Answer: Discuss consolidation of 29 laws into 4 codes, retrenchment-threshold changes, universalised wage definition, gig-worker social-security coverage intent; discuss Concurrent List-driven state-rule-notification delays as the primary implementation bottleneck.
Assess India's disinvestment & privatisation journey since 1991. Why has this component of reform progressed more slowly than trade/industrial liberalisation?
Answer: Trace the shift from minority-stake sales to strategic disinvestment (Air India 2021) & asset monetisation (NMP); discuss political sensitivity around PSU employment & strategic-sector control as slowing factors.
"Second-generation reforms require a fundamentally different political-economy management approach compared to first-generation reforms." Comment.
Answer: Discuss the shift from removing state discretionary control (politically easier, diffuse beneficiaries) to redistributing factor-market rights (concentrated, visible losers); argue for consultation-intensive, phased implementation strategies going forward.
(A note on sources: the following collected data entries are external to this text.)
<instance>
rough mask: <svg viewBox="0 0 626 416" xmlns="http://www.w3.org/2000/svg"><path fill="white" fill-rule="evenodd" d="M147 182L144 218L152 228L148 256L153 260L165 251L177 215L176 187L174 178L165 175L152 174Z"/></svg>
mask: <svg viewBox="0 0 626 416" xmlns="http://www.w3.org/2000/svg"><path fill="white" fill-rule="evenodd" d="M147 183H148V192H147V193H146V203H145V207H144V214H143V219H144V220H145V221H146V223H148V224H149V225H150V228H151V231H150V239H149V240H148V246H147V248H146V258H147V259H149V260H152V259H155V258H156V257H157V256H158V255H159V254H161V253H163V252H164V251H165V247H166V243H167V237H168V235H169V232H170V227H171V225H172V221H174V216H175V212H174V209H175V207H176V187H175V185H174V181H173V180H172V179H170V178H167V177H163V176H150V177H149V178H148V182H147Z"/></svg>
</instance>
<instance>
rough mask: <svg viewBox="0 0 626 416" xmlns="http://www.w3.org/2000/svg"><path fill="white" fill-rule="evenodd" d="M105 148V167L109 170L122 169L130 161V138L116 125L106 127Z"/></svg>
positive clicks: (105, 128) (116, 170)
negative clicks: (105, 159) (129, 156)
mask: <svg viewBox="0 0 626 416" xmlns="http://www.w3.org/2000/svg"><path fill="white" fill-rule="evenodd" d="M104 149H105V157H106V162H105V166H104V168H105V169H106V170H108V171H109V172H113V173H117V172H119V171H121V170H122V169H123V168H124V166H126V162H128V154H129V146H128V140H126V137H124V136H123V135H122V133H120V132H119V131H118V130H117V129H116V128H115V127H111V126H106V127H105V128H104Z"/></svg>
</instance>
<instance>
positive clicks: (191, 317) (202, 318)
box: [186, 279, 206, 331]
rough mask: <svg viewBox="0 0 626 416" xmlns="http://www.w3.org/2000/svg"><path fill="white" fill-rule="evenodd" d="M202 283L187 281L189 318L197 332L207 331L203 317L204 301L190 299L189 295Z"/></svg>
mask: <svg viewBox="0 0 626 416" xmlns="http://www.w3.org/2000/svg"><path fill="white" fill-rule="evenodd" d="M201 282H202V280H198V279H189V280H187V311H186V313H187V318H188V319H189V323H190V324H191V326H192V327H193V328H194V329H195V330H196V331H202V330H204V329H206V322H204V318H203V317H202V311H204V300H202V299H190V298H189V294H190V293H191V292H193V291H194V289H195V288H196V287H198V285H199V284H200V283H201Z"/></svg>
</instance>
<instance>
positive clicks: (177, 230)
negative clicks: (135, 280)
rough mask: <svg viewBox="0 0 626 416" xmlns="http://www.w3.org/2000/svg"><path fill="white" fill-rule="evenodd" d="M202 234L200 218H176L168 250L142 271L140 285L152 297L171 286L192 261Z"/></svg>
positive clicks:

Analyse the role of the Narasimham Committee reforms in shaping India's post-1991 banking sector. How do these connect to later banking-sector challenges?
Answer: Discuss prudential-norm introduction & interest-rate deregulation as foundational reforms; connect to subsequent NPA-crisis & IBC-driven resolution challenges covered in Topic 16.
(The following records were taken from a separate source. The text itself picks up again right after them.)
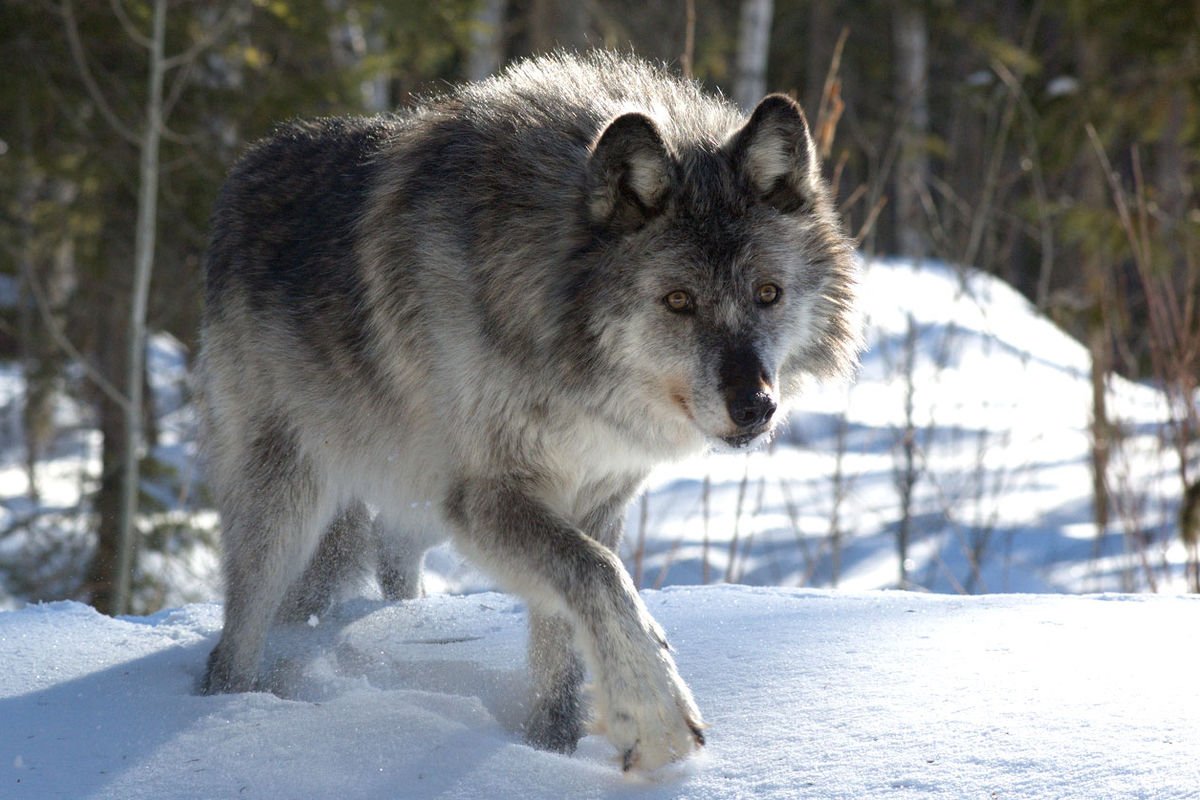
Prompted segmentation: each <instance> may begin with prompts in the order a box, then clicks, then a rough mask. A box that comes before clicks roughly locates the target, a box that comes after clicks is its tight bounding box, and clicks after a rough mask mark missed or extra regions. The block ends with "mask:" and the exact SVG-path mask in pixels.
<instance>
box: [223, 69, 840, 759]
mask: <svg viewBox="0 0 1200 800" xmlns="http://www.w3.org/2000/svg"><path fill="white" fill-rule="evenodd" d="M206 270H208V272H206V278H208V283H206V293H208V309H206V315H205V323H204V331H203V339H204V349H203V356H202V366H200V372H202V381H200V386H202V397H203V401H204V423H205V428H206V437H205V453H206V459H208V469H209V475H210V479H211V483H212V486H214V488H215V491H216V494H217V498H218V503H220V510H221V515H222V519H223V527H224V573H226V624H224V632H223V634H222V638H221V642H220V644H218V645H217V646H216V649H215V650H214V651H212V655H211V656H210V660H209V668H208V674H206V676H205V680H204V690H205V691H208V692H228V691H244V690H250V688H252V687H254V686H256V684H257V681H258V668H259V660H260V656H262V651H263V643H264V636H265V633H266V628H268V626H269V624H270V622H271V620H272V619H274V618H276V615H277V614H282V615H284V616H289V618H295V616H301V618H302V615H304V614H306V613H308V612H311V610H314V609H318V608H319V607H320V606H322V604H323V603H325V602H328V600H329V597H330V595H331V593H332V591H334V590H335V589H336V588H337V587H338V584H340V583H342V582H343V581H346V579H348V578H349V577H352V576H354V575H359V573H361V572H362V571H365V570H367V569H370V567H371V566H372V565H371V564H368V560H370V558H368V557H367V555H365V554H366V553H368V552H373V551H372V549H371V548H372V547H373V546H374V545H376V543H377V542H376V540H382V541H383V542H386V545H385V547H384V549H383V552H384V553H385V554H386V557H385V558H384V559H383V564H382V575H383V577H384V583H385V588H388V594H389V595H390V596H395V597H403V596H414V595H415V594H416V593H418V591H419V581H420V560H421V555H422V553H424V551H425V549H426V548H427V547H428V546H430V545H431V543H433V542H436V541H438V540H440V539H443V537H446V536H449V537H451V539H452V540H454V542H455V543H456V546H457V547H458V548H460V549H461V551H462V552H464V553H466V554H467V555H468V557H469V558H472V559H473V560H474V561H475V563H476V564H478V565H479V566H481V567H484V569H485V570H487V571H490V572H491V573H492V575H493V576H494V577H496V578H498V579H499V581H500V582H503V584H505V585H506V587H509V588H510V589H511V590H514V591H515V593H517V594H520V595H521V596H522V597H524V599H526V600H527V601H528V602H529V607H530V618H532V636H530V661H532V667H533V676H534V700H533V710H532V714H530V716H529V720H528V723H527V727H526V735H527V738H528V740H529V741H530V742H533V744H535V745H539V746H544V747H548V748H554V750H562V751H570V750H571V748H574V747H575V744H576V741H577V740H578V738H580V735H581V734H582V732H583V724H584V714H583V711H582V704H581V698H580V685H581V680H582V678H583V674H584V668H586V669H587V670H588V672H590V674H592V676H593V680H594V682H595V705H596V718H598V722H599V723H600V727H602V729H604V730H605V732H606V735H607V736H608V739H610V740H611V741H612V742H613V744H614V745H616V747H617V748H618V751H619V752H620V753H622V754H623V758H624V763H625V765H626V768H628V766H630V765H640V766H644V768H653V766H656V765H659V764H662V763H665V762H667V760H671V759H674V758H680V757H683V756H685V754H686V753H689V752H690V751H691V750H692V748H694V747H695V746H697V745H700V744H703V736H702V734H701V729H702V727H703V723H702V721H701V716H700V711H698V710H697V709H696V704H695V702H694V700H692V697H691V692H690V691H689V690H688V687H686V685H685V684H684V682H683V680H680V678H679V674H678V672H677V670H676V664H674V661H673V660H672V656H671V654H670V651H668V649H667V644H666V638H665V637H664V633H662V630H661V628H660V627H659V626H658V624H656V622H655V621H654V620H653V619H652V618H650V615H649V614H648V613H647V610H646V607H644V606H643V603H642V601H641V599H640V597H638V594H637V591H636V589H635V587H634V584H632V582H631V581H630V578H629V576H628V573H626V572H625V570H624V569H623V566H622V564H620V561H619V559H618V558H617V555H616V554H614V551H616V547H617V543H618V540H619V537H620V533H622V519H623V515H624V510H625V506H626V504H628V501H629V499H630V498H631V497H632V495H634V493H635V492H636V491H637V488H638V486H640V483H641V482H642V481H643V479H644V477H646V475H647V473H648V470H649V469H650V468H652V467H653V465H654V464H658V463H660V462H662V461H665V459H673V458H679V457H682V456H686V455H689V453H695V452H697V451H701V450H703V449H704V447H706V446H707V445H708V444H709V443H713V441H720V440H722V439H724V440H725V441H726V443H728V444H730V445H732V446H744V445H748V444H750V443H751V441H755V440H761V439H762V438H766V437H767V435H769V433H770V429H772V427H773V426H774V425H775V423H776V422H778V420H779V419H780V417H781V416H782V411H781V410H776V407H780V408H782V407H786V404H787V403H788V401H791V399H792V398H793V397H796V395H797V392H798V391H799V390H800V387H802V384H803V383H804V380H805V378H806V375H833V374H838V373H842V372H845V371H847V369H848V368H850V366H851V365H852V362H853V360H854V357H856V353H857V348H858V333H857V327H856V323H854V317H853V314H852V308H851V306H852V291H853V282H854V271H856V265H854V258H853V255H852V248H851V245H850V242H848V241H847V240H846V237H845V236H844V234H842V231H841V229H840V228H839V224H838V222H836V219H835V216H834V213H833V211H832V209H830V203H829V199H828V197H827V191H826V188H824V185H823V182H822V180H821V176H820V169H818V164H817V162H816V156H815V151H814V146H812V142H811V139H810V136H809V132H808V127H806V125H805V122H804V120H803V115H802V113H800V110H799V108H798V107H797V106H796V104H794V103H793V102H792V101H790V100H787V98H786V97H782V96H778V95H776V96H772V97H768V98H767V100H764V101H763V102H762V103H761V104H760V106H758V108H757V109H756V110H755V113H754V114H752V115H751V118H750V119H749V121H748V120H746V119H744V118H743V116H742V115H740V114H739V113H738V112H737V110H736V109H734V108H732V107H731V106H730V104H727V103H725V102H722V101H719V100H715V98H712V97H708V96H704V95H703V94H701V92H700V91H698V89H697V88H696V86H695V85H692V84H689V83H684V82H680V80H678V79H673V78H671V77H668V76H667V74H666V73H664V72H661V71H659V70H658V68H654V67H652V66H648V65H646V64H642V62H638V61H634V60H630V59H624V58H620V56H616V55H593V56H588V58H574V56H565V55H562V56H554V58H546V59H539V60H533V61H526V62H523V64H520V65H517V66H515V67H512V68H510V70H509V71H506V72H505V73H504V74H503V76H500V77H498V78H494V79H491V80H487V82H484V83H479V84H472V85H467V86H463V88H462V89H458V90H457V91H455V92H452V94H450V95H449V96H446V97H442V98H438V100H434V101H431V102H427V103H426V104H424V106H421V107H419V108H416V109H414V110H412V112H410V113H408V114H406V115H392V116H380V118H372V119H331V120H320V121H314V122H299V124H293V125H289V126H286V127H283V128H282V130H280V131H278V132H277V133H276V134H275V136H274V137H272V138H270V139H268V140H265V142H263V143H259V144H258V145H256V146H254V148H252V149H251V150H250V151H248V152H247V154H246V155H245V157H244V158H242V160H241V161H240V162H239V164H238V166H236V167H235V168H234V170H233V173H232V174H230V176H229V180H228V182H227V184H226V187H224V190H223V192H222V194H221V198H220V200H218V203H217V207H216V211H215V213H214V218H212V241H211V247H210V252H209V257H208V264H206ZM767 284H770V285H767ZM764 287H766V288H764ZM773 287H774V288H778V293H775V294H773V293H772V288H773ZM677 293H686V294H677ZM668 296H670V297H671V299H672V301H673V302H676V303H677V305H678V308H677V309H672V308H671V307H670V305H668V303H667V302H666V299H667V297H668ZM772 300H773V301H774V302H772ZM368 505H370V506H371V507H373V509H377V510H378V512H377V517H376V518H374V522H373V524H372V523H371V522H370V513H368V511H367V506H368ZM306 569H307V572H305V570H306ZM581 657H582V660H581Z"/></svg>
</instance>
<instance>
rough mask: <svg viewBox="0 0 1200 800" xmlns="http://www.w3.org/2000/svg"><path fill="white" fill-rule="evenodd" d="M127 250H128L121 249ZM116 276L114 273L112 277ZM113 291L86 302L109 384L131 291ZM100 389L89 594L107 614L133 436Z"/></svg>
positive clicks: (100, 364) (119, 372)
mask: <svg viewBox="0 0 1200 800" xmlns="http://www.w3.org/2000/svg"><path fill="white" fill-rule="evenodd" d="M121 251H124V252H121ZM127 254H128V251H125V249H124V248H119V251H118V252H116V253H113V254H112V255H110V257H109V259H108V260H109V267H108V269H109V271H110V272H118V271H119V270H121V269H122V267H125V265H127V264H128V260H127ZM113 277H114V278H115V276H113ZM120 283H121V282H120V281H116V285H118V290H116V291H114V293H113V295H112V296H92V297H91V299H89V300H85V302H89V303H90V305H91V303H92V302H94V303H95V305H94V306H92V319H94V320H95V323H96V329H95V332H94V333H92V337H94V339H95V350H94V351H95V363H96V366H97V368H98V369H100V373H101V374H102V375H103V377H104V379H107V380H108V381H109V383H110V384H118V383H120V380H121V379H122V377H124V375H125V374H126V372H127V365H126V361H127V359H128V348H127V347H126V343H125V338H124V336H122V335H121V333H122V329H125V326H126V325H127V323H128V317H130V307H128V295H127V294H125V293H124V291H122V290H121V289H120ZM95 392H96V411H97V416H98V419H97V425H98V427H100V435H101V450H100V461H101V469H100V488H98V491H97V492H96V506H95V511H96V518H97V522H96V552H95V554H94V555H92V559H91V564H90V565H89V567H88V575H86V577H85V583H84V594H85V595H86V597H88V601H89V602H90V603H91V604H92V606H95V607H96V610H98V612H101V613H103V614H120V613H122V609H121V608H120V607H119V606H118V596H116V595H118V584H119V581H118V573H119V571H120V570H119V567H118V565H119V563H120V559H121V553H120V541H121V535H122V531H121V524H122V519H121V509H122V504H124V497H125V481H126V477H127V475H126V474H125V469H126V463H127V459H126V452H125V449H126V447H127V446H128V443H130V440H131V437H130V435H128V433H127V431H126V425H127V421H128V419H127V410H126V405H125V404H124V403H120V402H118V399H116V398H114V397H112V396H109V395H108V393H107V392H103V391H101V390H98V389H96V390H95Z"/></svg>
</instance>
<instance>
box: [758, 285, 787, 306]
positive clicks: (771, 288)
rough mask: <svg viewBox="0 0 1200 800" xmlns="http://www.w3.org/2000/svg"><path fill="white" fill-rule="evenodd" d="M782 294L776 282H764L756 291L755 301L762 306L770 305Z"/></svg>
mask: <svg viewBox="0 0 1200 800" xmlns="http://www.w3.org/2000/svg"><path fill="white" fill-rule="evenodd" d="M780 294H782V293H781V291H780V289H779V287H776V285H775V284H774V283H764V284H762V285H761V287H758V289H757V290H756V291H755V301H757V303H758V305H760V306H769V305H772V303H774V302H776V301H778V300H779V295H780Z"/></svg>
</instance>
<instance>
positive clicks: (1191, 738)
mask: <svg viewBox="0 0 1200 800" xmlns="http://www.w3.org/2000/svg"><path fill="white" fill-rule="evenodd" d="M647 602H648V604H649V607H650V610H652V613H654V614H655V615H656V616H658V619H659V620H660V621H661V622H662V624H664V626H665V627H666V630H667V633H668V636H670V637H671V639H672V643H673V645H674V648H676V649H677V651H678V661H679V667H680V672H682V674H683V675H684V678H685V679H686V680H688V681H689V682H690V684H691V686H692V688H694V690H695V693H696V697H697V700H698V703H700V705H701V708H702V710H703V711H704V715H706V717H707V720H708V722H709V723H710V724H712V728H710V730H709V732H708V734H709V735H708V739H709V745H708V747H707V748H706V750H704V752H703V753H702V754H701V756H698V757H695V758H692V759H691V760H689V762H686V763H684V764H680V765H673V766H670V768H666V769H665V770H661V771H660V772H658V774H654V775H650V776H644V775H623V774H622V772H620V770H619V766H618V764H617V760H616V758H614V753H613V752H612V750H611V748H610V747H608V745H607V744H606V742H605V741H604V740H602V739H600V738H598V736H589V738H587V739H584V740H583V742H582V745H581V747H580V751H578V752H577V753H576V754H575V756H571V757H564V756H557V754H551V753H545V752H539V751H535V750H532V748H529V747H527V746H524V745H523V744H522V741H521V735H520V733H518V726H520V721H521V718H522V715H523V703H524V688H526V672H524V666H523V664H524V656H523V648H524V613H523V610H522V609H521V607H520V606H517V604H515V603H514V601H512V600H510V599H508V597H505V596H502V595H496V594H479V595H472V596H458V597H452V596H432V597H427V599H425V600H420V601H413V602H408V603H403V604H392V606H389V604H383V603H378V602H371V601H358V602H352V603H348V604H346V606H342V607H341V608H340V609H338V612H337V614H336V615H334V616H331V618H329V619H324V620H322V622H320V624H319V626H317V627H316V628H307V627H304V626H300V627H299V628H290V630H280V631H277V633H276V636H275V638H274V640H272V643H271V646H270V654H269V661H270V662H271V663H274V666H275V670H276V674H277V679H276V682H275V690H276V692H277V694H266V693H256V694H241V696H232V697H229V696H227V697H211V698H210V697H198V696H196V694H193V691H192V690H193V686H194V684H196V680H197V679H198V676H199V674H200V670H202V668H203V664H204V658H205V656H206V654H208V650H209V648H210V646H211V645H212V643H214V640H215V636H216V632H217V628H218V625H220V608H218V607H217V606H214V604H197V606H187V607H185V608H181V609H178V610H170V612H163V613H161V614H157V615H154V616H150V618H130V619H121V620H113V619H108V618H103V616H101V615H98V614H96V613H95V612H92V610H91V609H89V608H86V607H84V606H78V604H72V603H55V604H48V606H31V607H28V608H24V609H22V610H18V612H8V613H4V614H0V652H2V654H4V655H2V664H4V669H2V670H0V720H2V721H4V722H2V724H0V796H2V798H30V799H35V798H36V799H37V800H43V799H48V798H71V799H83V798H114V799H116V798H119V799H121V800H138V799H142V798H145V799H148V800H149V799H154V800H163V799H167V800H172V799H182V798H198V799H199V798H204V799H211V798H281V799H283V798H306V799H311V800H317V799H320V798H335V799H337V800H352V799H355V798H379V799H383V798H463V799H474V798H497V799H503V798H514V799H516V798H521V799H527V798H547V799H551V798H552V799H554V800H560V799H562V798H755V799H756V800H770V799H773V798H955V799H958V798H1087V799H1096V798H1153V799H1156V800H1159V799H1169V798H1196V796H1200V760H1198V759H1196V753H1198V752H1200V724H1198V722H1196V721H1198V717H1200V715H1198V712H1200V700H1198V693H1196V680H1195V664H1196V656H1198V655H1200V651H1198V644H1196V638H1195V631H1196V630H1200V600H1196V599H1193V597H1181V596H1175V597H1154V596H1147V595H1138V596H1090V597H1078V596H1062V595H1058V596H1014V595H992V596H983V597H958V596H947V595H928V594H914V593H901V591H892V593H862V594H838V593H826V591H814V590H787V589H755V588H746V587H703V588H701V587H691V588H673V589H668V590H665V591H660V593H647Z"/></svg>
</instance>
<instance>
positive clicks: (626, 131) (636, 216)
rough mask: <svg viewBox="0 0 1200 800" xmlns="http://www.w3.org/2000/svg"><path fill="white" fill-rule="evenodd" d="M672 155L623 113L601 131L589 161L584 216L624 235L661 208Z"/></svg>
mask: <svg viewBox="0 0 1200 800" xmlns="http://www.w3.org/2000/svg"><path fill="white" fill-rule="evenodd" d="M671 170H672V167H671V155H670V154H668V152H667V146H666V143H664V142H662V136H661V134H660V133H659V130H658V127H655V125H654V122H653V121H650V119H649V118H648V116H646V115H644V114H637V113H630V114H622V115H620V116H618V118H617V119H614V120H613V121H612V122H610V124H608V127H606V128H605V130H604V132H602V133H601V134H600V137H599V138H598V139H596V142H595V144H594V145H593V146H592V156H590V158H589V160H588V179H587V180H588V186H587V192H588V194H587V203H588V216H589V217H590V219H592V222H593V223H595V224H601V225H606V227H612V228H616V229H618V230H622V231H625V233H629V231H632V230H636V229H638V228H641V227H642V225H643V224H646V222H647V221H649V219H652V218H654V217H656V216H658V215H659V213H660V212H661V211H662V209H664V207H666V201H667V197H668V194H670V191H671Z"/></svg>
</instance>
"India's 1991 reforms were crisis-driven, but subsequent structural reforms have been more deliberately sequenced." Discuss with examples.
Answer: Contrast 1991's IMF-conditionality-driven urgency with GST (2017)/IBC (2016)'s non-crisis, deliberately-negotiated implementation; discuss implications for reform durability & political legitimacy.
Discuss the significance of trade & current-account liberalisation in India's post-1991 reform trajectory, and the extent to which capital-account liberalisation has followed a similar path.
Answer: Discuss gradual tariff reduction & 1994 current-account convertibility vs. continued calibrated/partial capital-account convertibility; link to Topic 9's BoP & external-sector framework.
15. Revision Box — 15-Point Crisp Recap
- 1991 crisis: forex reserves fell to ~2-3 weeks of import cover; gold pledged; IMF structural-adjustment assistance sought.
- New Economic Policy announced 24 July 1991 (PM Narasimha Rao, FM Manmohan Singh).
- LPG = Liberalisation (delicensing) + Privatisation (disinvestment) + Globalisation (trade/FDI opening).
- Industrial Policy 1991 abolished licensing for most sectors bar a small negative list (defence, atomic energy, hazardous chemicals).
- Current account convertibility achieved 1994; capital account convertibility remains partial/calibrated.
- Narasimham Committee (1991, 1998): reduced SLR/CRR, prudential norms, interest-rate deregulation.
- SEBI: established 1988, statutory status via SEBI Act, 1992 (post-Harshad Mehta scam).
- Disinvestment journey: minority-stake sales → strategic disinvestment (Air India, 2021) → National Monetisation Pipeline (asset-leasing, not ownership transfer).
- Second-generation reforms = factor-market reforms (land, labour, capital) — politically harder due to concentrated, visible losers.
- 4 Labour Codes (2019-20) consolidate 29 laws; passed centrally but implementation delayed by Concurrent List state-rule-notification.
- 3 Farm Laws (2020) — fully repealed November 2021 after sustained farmer protests; key case study in reform-sequencing failure.
- GST (2017) & IBC (2016) = "third wave" post-2014 structural/institutional reforms, distinct from classic LPG or factor-market reform.
- Growth impact: shift from "Hindu rate of growth" (~3.5%, Raj Krishna) to sustained 6-8% post-reform growth.
- Critiques: rising inequality & low employment elasticity (jobless growth, Topic 18) accompany reform-era growth.
- Unfinished agenda: land & labour market reforms remain most incomplete; product-market liberalisation largely done.